Le Parquet européen a annoncé la réalisation de perquisitions ce 28 mai, à Ajaccio et dans ses environs, dans le cadre d’une enquête portant sur des suspicions de fraudes aux marchés publics et aux subventions du plan de relance post-Covid.
Ces interventions ont eu lieu les 27 et 28 mai, et visent "des soupçons de comportements frauduleux dans le cadre de marchés publics financés par le Fonds européen de développement régional (FEDER) et l’initiative REACT-EU". Une somme d’environ 18 millions d’euros aurait été concernée, destinée à aider les entreprises locales à rebondir après la crise sanitaire.
Des documents et preuves numériques saisis
Les enquêteurs ont mené des perquisitions "au domicile de plusieurs personnes ainsi que dans les locaux d’organismes publics et d’entreprises privées". Au cours de ces opérations, "des documents et des preuves numériques ont été saisis", a précisé le Parquet européen. D’après Corsica-Matin, certains sites, dont l'Agence de développement économique de la Corse (ADEC) et la Caisse de développement de la Corse (CADEC), ont également été inspectés.
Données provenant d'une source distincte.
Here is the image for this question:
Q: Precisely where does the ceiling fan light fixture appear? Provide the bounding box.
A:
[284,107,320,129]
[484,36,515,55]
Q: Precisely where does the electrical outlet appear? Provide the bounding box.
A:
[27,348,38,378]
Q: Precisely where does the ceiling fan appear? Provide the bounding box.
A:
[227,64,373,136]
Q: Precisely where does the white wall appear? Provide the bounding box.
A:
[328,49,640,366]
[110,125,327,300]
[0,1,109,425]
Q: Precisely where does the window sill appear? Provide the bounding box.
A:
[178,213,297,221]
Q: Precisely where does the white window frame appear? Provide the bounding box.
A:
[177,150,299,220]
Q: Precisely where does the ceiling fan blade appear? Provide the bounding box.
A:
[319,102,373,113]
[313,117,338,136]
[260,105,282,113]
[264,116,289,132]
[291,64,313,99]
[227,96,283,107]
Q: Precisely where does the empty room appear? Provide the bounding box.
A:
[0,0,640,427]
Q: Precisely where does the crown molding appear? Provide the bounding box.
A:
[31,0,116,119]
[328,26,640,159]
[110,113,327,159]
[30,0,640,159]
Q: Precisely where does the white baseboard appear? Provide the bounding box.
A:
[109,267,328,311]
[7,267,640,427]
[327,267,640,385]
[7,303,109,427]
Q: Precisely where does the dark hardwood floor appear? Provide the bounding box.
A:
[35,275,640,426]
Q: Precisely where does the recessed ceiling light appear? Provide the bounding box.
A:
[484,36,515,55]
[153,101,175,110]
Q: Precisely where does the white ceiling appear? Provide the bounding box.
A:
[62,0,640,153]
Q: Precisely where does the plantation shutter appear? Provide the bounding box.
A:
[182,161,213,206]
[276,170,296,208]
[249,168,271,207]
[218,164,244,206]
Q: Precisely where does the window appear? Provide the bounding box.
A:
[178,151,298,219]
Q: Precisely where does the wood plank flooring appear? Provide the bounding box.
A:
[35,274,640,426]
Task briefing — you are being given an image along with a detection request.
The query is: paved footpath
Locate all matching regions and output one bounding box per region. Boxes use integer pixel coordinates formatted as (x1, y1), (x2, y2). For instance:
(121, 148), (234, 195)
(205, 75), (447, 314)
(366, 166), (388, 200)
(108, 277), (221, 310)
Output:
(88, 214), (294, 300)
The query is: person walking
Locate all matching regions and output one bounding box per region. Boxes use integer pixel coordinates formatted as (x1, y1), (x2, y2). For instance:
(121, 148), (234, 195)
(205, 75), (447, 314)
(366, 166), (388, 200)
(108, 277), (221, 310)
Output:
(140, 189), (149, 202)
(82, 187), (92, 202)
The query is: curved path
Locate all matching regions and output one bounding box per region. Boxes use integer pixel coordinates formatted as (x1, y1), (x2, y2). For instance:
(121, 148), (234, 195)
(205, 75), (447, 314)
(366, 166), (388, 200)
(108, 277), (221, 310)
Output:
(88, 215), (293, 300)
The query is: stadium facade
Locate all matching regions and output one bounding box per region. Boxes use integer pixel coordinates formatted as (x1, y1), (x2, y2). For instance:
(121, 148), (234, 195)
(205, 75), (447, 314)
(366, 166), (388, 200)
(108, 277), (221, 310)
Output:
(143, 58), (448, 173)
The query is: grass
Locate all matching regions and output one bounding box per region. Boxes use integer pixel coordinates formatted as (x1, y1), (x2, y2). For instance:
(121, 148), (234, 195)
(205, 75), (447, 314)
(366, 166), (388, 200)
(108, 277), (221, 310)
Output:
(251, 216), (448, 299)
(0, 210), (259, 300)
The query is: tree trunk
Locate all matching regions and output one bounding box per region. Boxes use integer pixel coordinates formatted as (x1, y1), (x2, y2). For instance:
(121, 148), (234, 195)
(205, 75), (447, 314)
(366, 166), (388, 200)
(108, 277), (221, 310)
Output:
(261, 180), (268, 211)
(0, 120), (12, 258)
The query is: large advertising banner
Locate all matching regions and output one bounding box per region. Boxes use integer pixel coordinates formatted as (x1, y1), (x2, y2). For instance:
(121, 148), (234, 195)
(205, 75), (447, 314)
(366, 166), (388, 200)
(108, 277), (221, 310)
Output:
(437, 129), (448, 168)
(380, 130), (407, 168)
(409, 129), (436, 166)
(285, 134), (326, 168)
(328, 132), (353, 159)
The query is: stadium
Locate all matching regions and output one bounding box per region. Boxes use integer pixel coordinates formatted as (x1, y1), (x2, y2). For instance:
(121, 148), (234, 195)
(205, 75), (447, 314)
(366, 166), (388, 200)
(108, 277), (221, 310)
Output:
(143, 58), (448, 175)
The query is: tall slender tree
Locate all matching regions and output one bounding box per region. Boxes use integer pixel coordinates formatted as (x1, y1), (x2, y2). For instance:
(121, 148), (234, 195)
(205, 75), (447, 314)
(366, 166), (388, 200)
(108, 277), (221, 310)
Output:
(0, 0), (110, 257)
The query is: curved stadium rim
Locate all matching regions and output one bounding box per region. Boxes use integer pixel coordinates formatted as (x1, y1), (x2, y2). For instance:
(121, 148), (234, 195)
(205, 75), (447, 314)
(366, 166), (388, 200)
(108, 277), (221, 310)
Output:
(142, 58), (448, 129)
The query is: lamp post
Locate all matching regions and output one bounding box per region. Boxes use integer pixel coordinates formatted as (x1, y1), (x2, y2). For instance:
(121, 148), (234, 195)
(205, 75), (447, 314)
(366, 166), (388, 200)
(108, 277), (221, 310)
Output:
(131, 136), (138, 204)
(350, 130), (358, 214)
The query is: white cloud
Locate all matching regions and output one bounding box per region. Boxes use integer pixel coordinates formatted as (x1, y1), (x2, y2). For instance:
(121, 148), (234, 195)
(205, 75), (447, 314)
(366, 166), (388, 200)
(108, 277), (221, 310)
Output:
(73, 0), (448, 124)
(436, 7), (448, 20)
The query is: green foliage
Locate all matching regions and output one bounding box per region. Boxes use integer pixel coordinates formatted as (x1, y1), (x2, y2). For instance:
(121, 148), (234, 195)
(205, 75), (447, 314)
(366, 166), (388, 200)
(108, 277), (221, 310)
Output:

Cette enquête bénéficie de la coopération de l'Office central de lutte contre la corruption et les infractions financières et fiscales de la Direction nationale de la police judiciaire.
Interrogé ce matin par RCFM, Gilles Giovannangeli, président du Conseil exécutif de Corse et de l'ADEC, a décliné toute déclaration.
En conclusion, le Parquet européen souligne que "toute personne est présumée innocente jusqu’à ce que sa culpabilité soit établie par les juridictions françaises compétentes".